According to Willis Towers Watson the energy industry faces a huge insurance shortfall, leaving many of the world’s largest energy companies exposed as they often find it hard to secure the level of insurance protection they really require.
Insurance and reinsurance broker, consultancy and advisory Willis Towers Watson (WTW) explained that while energy companies are facing increasing levels of risk in their day-to-day operations, the insurance and reinsurance industry has not responded to the sectors’ needs and is not supplying enough capacity.
In fact, WTW suggests in a report on the shortfall in energy insurance, that there are a number of key areas where energy companies are massively over-exposed to risk, including supply chain risk, cyber risk, Gulf of Mexico tropical storm and hurricane risk and drilling risks.

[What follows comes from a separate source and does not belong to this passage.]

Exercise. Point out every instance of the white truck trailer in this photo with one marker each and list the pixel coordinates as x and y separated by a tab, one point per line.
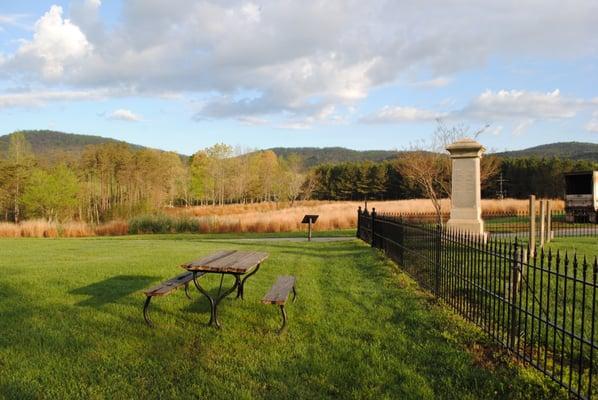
581	196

For supply chain risk alone, a single energy company could require as much as $1 billion of cover, Nick Dussuyer, Global Head of Natural Resources Industry at Willis Towers Watson, expects. However, the insurance markets are currently unlikely to provide much more than $150m of cover for this risk at present.

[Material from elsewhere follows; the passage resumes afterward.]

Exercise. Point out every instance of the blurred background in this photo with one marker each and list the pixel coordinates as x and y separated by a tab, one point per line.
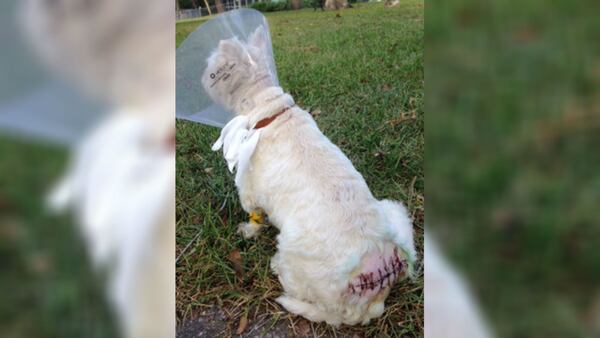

Cyber risk is almost totally unprotected against in the energy sector. Dussuyer said; “Despite a high level of cyber risk, neither the upstream nor downstream energy insurance markets provide cover at present. The majority of energy companies remain inadequately protected.”
On tropical storm, hurricane and windstorm risks, which are most prevalent in the Gulf of Mexico of course, despite this being a key peril for the reinsurance and insurance markets, there remains a lack of capacity.
Dussuyer believes that there is around $750m of capacity available for hurricanes in the Gulf of Mexico but that total GoM windstorm exposure is over $20 billion, which is quite the shortfall.
Finally on drilling risk, which brings back memories of the Deepwater Horizon incident and the size of that event of course, underwriters using inadequate risk models is an issue and could mean they are storing up problems for the future.
WTW questions why, in a market where insurance and reinsurance capacity is abundant and companies are looking for new opportunities, they aren’t focusing on providing coverage to close these shortfalls in the energy insurance sector.
The report states that “In some key areas where energy companies are exposed, the insurance products on offer fail to provide the protection they need.”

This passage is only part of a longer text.